Parmi les facteurs explicatifs des conditions de vie et de travail précaires des personnels de l’enseignement privé, les enseignants en particulier, nous pouvons noter que :
l’enseignement privé, comme je l’ai dit ci-haut, est laissé pour compte : en guise d’illustration, malgré la part importante et galopante de l’offre de l’enseignement privé, la direction nationale qui s’occupait de ce secteur a été supprimé depuis 2017 par l’ancien ministre, Ibrahima Kalil KONATE (K au carré) ;
les écoles privées représentent une véritable jungle : les enseignants n’ont pas les mêmes traitements. Ceux qui sont ‘’durs’’, capables de drainer de la clientèle ou ayant des bras longs au ministère voire bien introduits dans les réseaux mafieux y sont traités comme de petits princes et bénéficient généralement de promotion. Ils s’associent aux fondateurs sans scrupule pour dévorer les ‘’brebis’’ (les enseignants soumis à tout prix, moins expérimentés, moins populaires, moins durs ou moins qualifiés). Ce qui fait que beaucoup de pauvres enseignants ont peur de se faire syndiquer ;
l’enseignement privé est aussi caractérisé par l’anarchie totale : le taux horaire est généralement imposé et, dans la plupart des cas, il n’y a pas de contrat écrit ou, il est tout simplement imposé ; à prendre ou à laisser ;
Les écoles privées sont, majoritairement, des « écoles-boutiques » : les fondateurs se soucient beaucoup plus des bénéfices à engranger à la fin du mois pour eux et pour leurs familles que de l’amélioration des conditions de vie et de travail des personnels (encadreurs et enseignants), encore moins de la qualité de l’enseignement donné.

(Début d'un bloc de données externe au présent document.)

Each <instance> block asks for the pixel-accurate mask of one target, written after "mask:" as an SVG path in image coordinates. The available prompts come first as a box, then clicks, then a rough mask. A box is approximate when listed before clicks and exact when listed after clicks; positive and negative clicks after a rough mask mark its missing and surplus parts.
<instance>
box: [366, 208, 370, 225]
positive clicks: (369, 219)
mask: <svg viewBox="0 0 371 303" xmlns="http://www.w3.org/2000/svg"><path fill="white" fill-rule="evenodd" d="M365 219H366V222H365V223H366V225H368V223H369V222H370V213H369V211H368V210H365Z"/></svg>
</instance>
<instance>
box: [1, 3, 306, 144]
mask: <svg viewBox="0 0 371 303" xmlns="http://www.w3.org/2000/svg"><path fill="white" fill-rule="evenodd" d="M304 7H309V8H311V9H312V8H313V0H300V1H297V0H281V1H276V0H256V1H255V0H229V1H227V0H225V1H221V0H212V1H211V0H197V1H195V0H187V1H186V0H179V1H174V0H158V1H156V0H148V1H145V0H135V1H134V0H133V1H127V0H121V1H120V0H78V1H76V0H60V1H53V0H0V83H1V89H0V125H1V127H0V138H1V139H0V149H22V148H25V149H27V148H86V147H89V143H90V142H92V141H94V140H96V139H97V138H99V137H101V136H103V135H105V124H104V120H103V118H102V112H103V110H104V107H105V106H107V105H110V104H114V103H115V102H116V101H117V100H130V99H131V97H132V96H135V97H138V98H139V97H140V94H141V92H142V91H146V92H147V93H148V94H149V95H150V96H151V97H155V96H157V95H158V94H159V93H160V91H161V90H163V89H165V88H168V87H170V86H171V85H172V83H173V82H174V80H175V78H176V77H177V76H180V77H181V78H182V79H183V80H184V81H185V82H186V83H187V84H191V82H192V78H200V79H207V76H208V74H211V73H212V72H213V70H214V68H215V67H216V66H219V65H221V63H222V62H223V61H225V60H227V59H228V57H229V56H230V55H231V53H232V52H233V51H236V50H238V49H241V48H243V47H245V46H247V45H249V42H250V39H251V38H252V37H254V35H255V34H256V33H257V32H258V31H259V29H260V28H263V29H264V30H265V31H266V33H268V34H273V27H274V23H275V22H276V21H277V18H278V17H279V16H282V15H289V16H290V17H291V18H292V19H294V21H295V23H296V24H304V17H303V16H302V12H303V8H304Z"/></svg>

Pour pallier à cette situation déshonorante et déshumanisante (précarité des enseignants du privé), il faudrait :
A l’urgence :
Elaborer un plan économique spécial pour le secteur de l’éducation en cette période de COVID-19 tout en mettant un accent particulier sur l’enseignement privé, notamment l’octroi de subventions spéciales aux écoles.
A court terme :
Restaurer la direction nationale de l’enseignement privé qui veillera au fonctionnement normal des établissements et à la qualité des apprentissages ;
Réviser les textes qui régissent le fonctionnement des écoles privées en tenant compte de l’amélioration considérable des conditions de vie et de travail des personnels y exerçant y compris les enseignants (contrats annuels ou contrats à durée indéterminée, imposition d’un taux horaire minimal et l’assurance maladie, accès aux prêts bancaires, formations continues des formateurs,…).
A défaut, il faudrait rattacher tous les enseignants à la fonction publique à travers les ministères en charge de l’éducation et de la formation. Ces derniers s’occuperaient ainsi du recrutement, de la formation continue, de l’affectation tant bien au public qu’au privé et du traitement salarial. Dans ce cas, les fondateurs d’écoles et d’universités privées seront amenés à sous-traiter avec les ministères concernés.
Cette dernière option favoriserait non seulement la protection des enseignants (traitement décent), la lutte contre l’anarchie et la corruption mais aussi et surtout la qualification de l’éducation.